Topic: FARMING STRESS BEYOND THE NUMBERS: A HEALTH CONJUNCTURE APPROACH
keywords: health conjuncture approach, farming stress, social suffering, moral economy, Slovenia
Farming in Slovenia has been dramatically changed since the proclamation of independence from socialist Yugoslavia in 1991. In 2004, when Slovenia joined the EU and the CAP, the farmer-entrepreneur became a role-model of multifunctional developmental orientation and gradually, after the 2008 global food crisis, the developmental vision was defined towards sustainable agriculture. Yet the newly defined ‘moral economy’ expected from farmers to follow conflicting imperatives of pursuing both constant economic growth and practicing environmental and social sustainability propagated through the ‘normative person’, who should be simultaneously a productive, efficient, innovative and competitive but also a collaborative, just, healthy and satisfied farmer-entrepreneur.
However, health evidence in Slovenia and worldwide conveys that in the last two decades, farmers have belonged to the most hazardous occupational group in terms of work-related health. Scholars explain such evidence in line with their respective epistemologies; however, statistically informed explanations of the phenomenon still prevail in designing health-related policies. Since the 1990s, however, critical medical anthropologists have addressed global inequalities that might impact health. Studying individual suffering thus becomes inseparable from studying social suffering to better understand how large-scale social forces come to be translated into personal distress and disease. However, the issue of how this ‘translation’ occurs among contemporary farmers remains under-researched.

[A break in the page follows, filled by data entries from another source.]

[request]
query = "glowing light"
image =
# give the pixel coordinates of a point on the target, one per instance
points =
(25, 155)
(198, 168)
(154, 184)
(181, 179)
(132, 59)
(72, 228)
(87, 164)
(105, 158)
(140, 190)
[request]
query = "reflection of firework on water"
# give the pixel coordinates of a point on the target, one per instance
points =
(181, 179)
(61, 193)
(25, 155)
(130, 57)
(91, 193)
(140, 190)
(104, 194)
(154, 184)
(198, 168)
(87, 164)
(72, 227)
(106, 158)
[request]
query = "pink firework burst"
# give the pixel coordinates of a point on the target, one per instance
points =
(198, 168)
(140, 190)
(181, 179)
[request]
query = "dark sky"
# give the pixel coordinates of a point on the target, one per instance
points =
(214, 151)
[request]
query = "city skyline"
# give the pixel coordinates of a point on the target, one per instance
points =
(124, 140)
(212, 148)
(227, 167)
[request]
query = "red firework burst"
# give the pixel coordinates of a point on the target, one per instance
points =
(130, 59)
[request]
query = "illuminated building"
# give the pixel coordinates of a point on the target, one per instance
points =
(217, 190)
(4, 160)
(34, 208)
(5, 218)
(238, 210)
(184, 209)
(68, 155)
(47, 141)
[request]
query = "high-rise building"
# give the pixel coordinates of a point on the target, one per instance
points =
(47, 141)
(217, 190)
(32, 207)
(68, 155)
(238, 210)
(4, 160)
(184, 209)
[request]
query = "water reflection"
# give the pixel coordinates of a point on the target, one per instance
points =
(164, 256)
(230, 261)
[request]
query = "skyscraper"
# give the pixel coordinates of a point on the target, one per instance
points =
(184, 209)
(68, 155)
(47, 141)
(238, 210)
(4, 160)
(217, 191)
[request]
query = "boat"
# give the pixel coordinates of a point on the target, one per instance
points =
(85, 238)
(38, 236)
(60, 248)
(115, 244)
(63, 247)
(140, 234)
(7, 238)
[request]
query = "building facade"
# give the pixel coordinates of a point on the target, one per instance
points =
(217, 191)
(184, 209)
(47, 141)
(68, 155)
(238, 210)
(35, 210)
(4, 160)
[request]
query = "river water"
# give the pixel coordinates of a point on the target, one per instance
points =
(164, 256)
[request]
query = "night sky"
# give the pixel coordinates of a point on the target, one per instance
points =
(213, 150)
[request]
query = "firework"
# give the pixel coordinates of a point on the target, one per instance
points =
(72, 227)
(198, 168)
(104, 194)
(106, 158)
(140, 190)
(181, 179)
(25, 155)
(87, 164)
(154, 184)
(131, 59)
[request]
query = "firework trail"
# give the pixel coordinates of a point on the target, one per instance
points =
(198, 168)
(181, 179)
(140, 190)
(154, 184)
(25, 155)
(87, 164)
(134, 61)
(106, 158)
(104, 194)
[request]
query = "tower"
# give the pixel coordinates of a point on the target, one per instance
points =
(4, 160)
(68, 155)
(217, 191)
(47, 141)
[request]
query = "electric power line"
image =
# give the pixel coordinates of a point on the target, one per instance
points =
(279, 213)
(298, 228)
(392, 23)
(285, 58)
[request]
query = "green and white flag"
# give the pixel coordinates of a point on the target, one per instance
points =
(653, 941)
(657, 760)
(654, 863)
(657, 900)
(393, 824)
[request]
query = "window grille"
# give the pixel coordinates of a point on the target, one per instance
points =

The objective of this paper is to suggest a systematic approach to understanding how historically and economically driven agricultural change comes to be translated into farmers’ work-related distress and suffering. In so doing, this approach draws on methodologies which examine both the contingent social dynamics and farmers’ agency that underlie the statistical regularities. The theoretical framework follows a theorization of ‘moral economy’ to provide a framework for examining ways in which the observed farming economy intersects with ‘moral economy’ that has implications for farmers’ wellbeing, and the intellectual tradition of critical medical anthropologists, who consider social suffering to be a response to a drastically changed situation in one’s life. In order to move beyond ‘methodological individualism’ of health statistics, an anthropological health conjuncture approach is suggested to refer only to certain elements of socially structured and temporarily situated contexts, which are relevant for farmers’ experience of stress and farming-related health outcomes. Employing such an analytical perspective, it is expected that one may observe ‘the translation’ of various social pressures brought by changing agricultural developmental imperatives and farmers’ perceptions of conflicting moral economies into their suffering and illness.